In their supplemental filing, Stocks argued “the combined expenditures originating with or controlled by Defendants or their counsel to benefit Justices [Elizabeth] Rochford and [Mary] O’Brien was 10 Million Dollars, totaling 55% to 60% of all expenditures to support their campaigns.”

But, Stocks also argued it goes beyond just the campaign funds.

“Here, it is not just the money that animates the extreme circumstances de-legitimizing the Illinois Supreme Court Opinion below. As explained in the original Petition, Justice Rochford’s and Justice O’Brien’s shared commitment to the outcome, including the process by which the outcome would be achieved, is incompatible with due process,” the filing said. “And the identity of the contributing Defendants as leaders of the separate branches of government strips the Illinois Supreme Court of any appearance that it stands as an independent, co-equal branch of government. The newly discovered material, alone and in combination with all grounds, begs review.”

Stocks said this is a “classic Illinois story.”

“Outrageous, stinks to high heaven and another chapter of blatant disregard for the rule of law and the rights of citizens in this state,” Stocks told The Center Square.

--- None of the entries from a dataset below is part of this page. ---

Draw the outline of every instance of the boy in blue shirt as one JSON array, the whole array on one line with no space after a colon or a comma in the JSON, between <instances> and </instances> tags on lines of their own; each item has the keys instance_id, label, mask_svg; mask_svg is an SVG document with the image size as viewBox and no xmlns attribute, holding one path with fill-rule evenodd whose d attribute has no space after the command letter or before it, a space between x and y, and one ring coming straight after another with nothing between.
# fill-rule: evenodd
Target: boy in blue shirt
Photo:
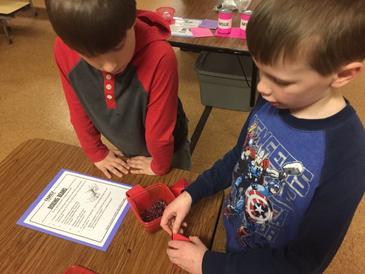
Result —
<instances>
[{"instance_id":1,"label":"boy in blue shirt","mask_svg":"<svg viewBox=\"0 0 365 274\"><path fill-rule=\"evenodd\" d=\"M192 205L231 186L226 253L170 241L193 274L317 273L335 255L365 189L365 132L340 88L365 59L365 1L266 0L247 29L257 102L237 145L165 209L169 234Z\"/></svg>"}]
</instances>

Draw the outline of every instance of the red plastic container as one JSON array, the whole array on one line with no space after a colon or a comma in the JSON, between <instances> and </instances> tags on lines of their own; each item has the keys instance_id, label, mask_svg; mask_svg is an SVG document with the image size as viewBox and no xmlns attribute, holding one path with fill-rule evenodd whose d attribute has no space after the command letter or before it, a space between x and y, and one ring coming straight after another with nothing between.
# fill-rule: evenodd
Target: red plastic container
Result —
<instances>
[{"instance_id":1,"label":"red plastic container","mask_svg":"<svg viewBox=\"0 0 365 274\"><path fill-rule=\"evenodd\" d=\"M162 16L166 21L170 25L175 23L174 19L174 14L175 9L171 7L161 7L156 10L156 13Z\"/></svg>"},{"instance_id":2,"label":"red plastic container","mask_svg":"<svg viewBox=\"0 0 365 274\"><path fill-rule=\"evenodd\" d=\"M141 188L140 191L132 192L130 195L128 195L127 196L128 203L138 221L145 227L150 234L161 229L160 225L161 217L150 222L146 222L143 221L139 215L152 207L160 199L164 200L167 204L175 199L175 196L171 191L166 185L162 183L156 183L146 188Z\"/></svg>"}]
</instances>

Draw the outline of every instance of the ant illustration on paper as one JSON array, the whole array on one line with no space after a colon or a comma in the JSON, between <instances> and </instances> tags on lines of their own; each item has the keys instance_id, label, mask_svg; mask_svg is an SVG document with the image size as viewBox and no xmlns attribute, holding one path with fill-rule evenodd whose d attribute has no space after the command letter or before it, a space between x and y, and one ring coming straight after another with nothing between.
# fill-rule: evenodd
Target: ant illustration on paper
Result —
<instances>
[{"instance_id":1,"label":"ant illustration on paper","mask_svg":"<svg viewBox=\"0 0 365 274\"><path fill-rule=\"evenodd\" d=\"M85 193L87 193L88 192L91 193L91 196L88 199L89 201L93 202L100 196L100 194L96 192L96 191L98 190L99 190L99 187L95 184L94 184L93 186L89 186L89 190L85 192Z\"/></svg>"}]
</instances>

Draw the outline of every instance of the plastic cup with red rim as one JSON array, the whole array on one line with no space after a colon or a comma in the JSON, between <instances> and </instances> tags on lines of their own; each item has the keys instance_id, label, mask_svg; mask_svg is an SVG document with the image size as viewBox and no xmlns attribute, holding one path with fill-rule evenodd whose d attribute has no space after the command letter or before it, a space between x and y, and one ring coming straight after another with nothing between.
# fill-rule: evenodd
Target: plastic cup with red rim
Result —
<instances>
[{"instance_id":1,"label":"plastic cup with red rim","mask_svg":"<svg viewBox=\"0 0 365 274\"><path fill-rule=\"evenodd\" d=\"M174 19L175 9L174 8L161 7L156 10L156 13L162 16L169 24L172 25L175 23L175 19Z\"/></svg>"}]
</instances>

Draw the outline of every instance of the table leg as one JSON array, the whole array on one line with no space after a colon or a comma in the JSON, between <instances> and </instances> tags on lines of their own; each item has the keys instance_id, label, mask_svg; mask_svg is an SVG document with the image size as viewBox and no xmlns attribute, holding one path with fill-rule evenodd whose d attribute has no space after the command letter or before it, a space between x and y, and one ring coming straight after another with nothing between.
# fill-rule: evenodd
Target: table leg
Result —
<instances>
[{"instance_id":1,"label":"table leg","mask_svg":"<svg viewBox=\"0 0 365 274\"><path fill-rule=\"evenodd\" d=\"M205 125L208 118L209 117L209 114L210 112L212 111L212 107L210 106L205 106L205 108L204 109L203 113L201 114L201 116L200 117L199 121L198 122L197 127L193 133L193 135L191 136L191 142L190 142L190 155L193 155L194 150L195 149L195 146L197 145L198 141L199 140L201 132L204 129L204 126Z\"/></svg>"},{"instance_id":2,"label":"table leg","mask_svg":"<svg viewBox=\"0 0 365 274\"><path fill-rule=\"evenodd\" d=\"M33 14L35 16L37 16L37 12L36 11L36 9L34 8L34 6L33 5L33 2L32 1L32 0L29 0L29 3L31 5L31 8L32 8L32 10L33 11Z\"/></svg>"},{"instance_id":3,"label":"table leg","mask_svg":"<svg viewBox=\"0 0 365 274\"><path fill-rule=\"evenodd\" d=\"M256 98L256 85L257 78L257 67L252 62L252 77L251 78L251 94L250 97L250 106L253 107Z\"/></svg>"},{"instance_id":4,"label":"table leg","mask_svg":"<svg viewBox=\"0 0 365 274\"><path fill-rule=\"evenodd\" d=\"M220 213L222 212L222 207L223 205L224 204L224 191L223 191L222 192L222 200L220 201L220 205L219 205L219 212L218 213L218 216L217 217L216 220L216 225L214 226L214 230L213 230L213 235L212 235L212 239L210 240L210 244L209 246L207 247L209 250L212 250L212 247L213 246L213 242L214 241L214 237L216 236L216 232L217 232L217 228L218 227L218 223L220 220Z\"/></svg>"},{"instance_id":5,"label":"table leg","mask_svg":"<svg viewBox=\"0 0 365 274\"><path fill-rule=\"evenodd\" d=\"M9 36L9 32L8 32L8 27L9 26L8 26L8 24L6 23L6 20L5 19L0 19L0 21L2 22L2 28L4 29L4 31L5 32L6 38L8 39L8 44L11 44L13 42L13 41L11 40L10 37Z\"/></svg>"}]
</instances>

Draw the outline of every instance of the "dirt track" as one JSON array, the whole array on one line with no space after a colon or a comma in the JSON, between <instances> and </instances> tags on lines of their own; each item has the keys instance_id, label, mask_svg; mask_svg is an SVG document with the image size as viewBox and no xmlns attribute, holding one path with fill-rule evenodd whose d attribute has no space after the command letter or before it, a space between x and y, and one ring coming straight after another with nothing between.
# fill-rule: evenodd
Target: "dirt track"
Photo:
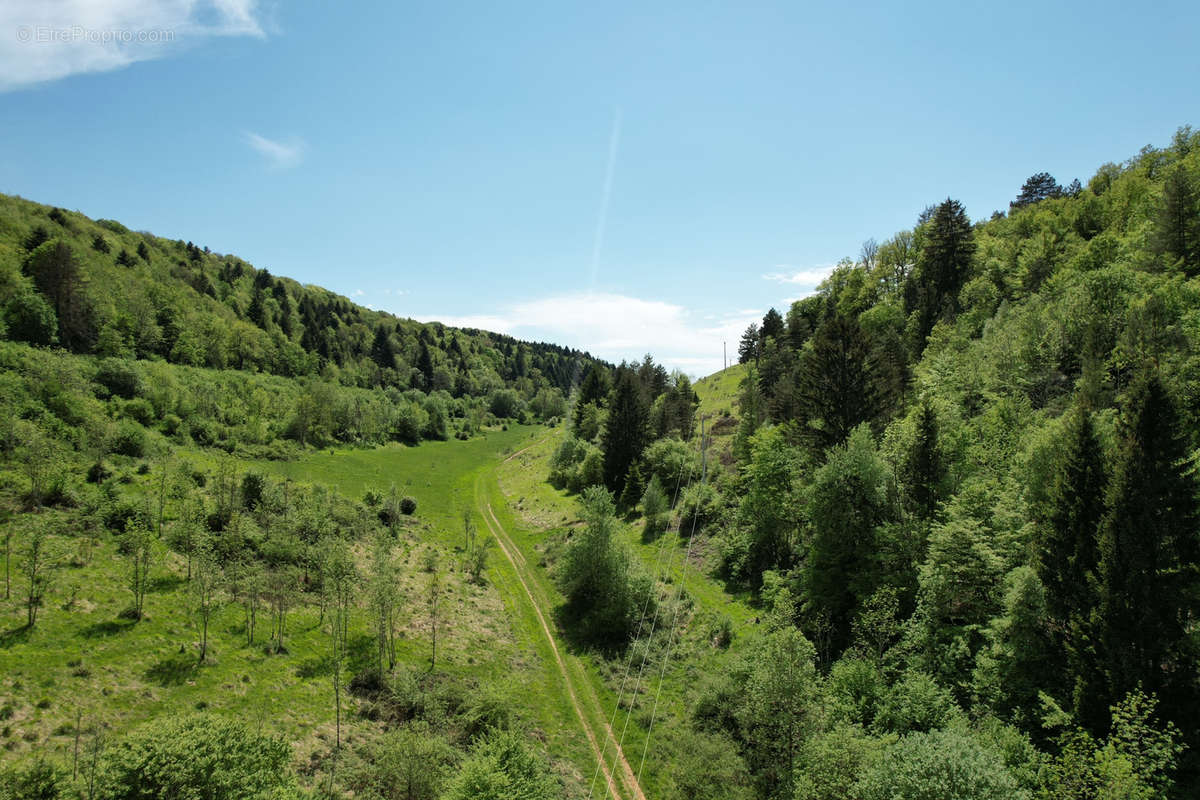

In other action around the state’s gun ban, the Illinois Joint Committee on Administrative Rules is set to meet Dec. 12 to review the Illinois State Police’s emergency rules second notice. On the same day, the Southern District of Illinois will hear oral arguments on a motion from Federal Firearms Licensees of Illinois and other plaintiffs to suspend the Jan. 1 deadline for the gun registry while the case continues through the courts.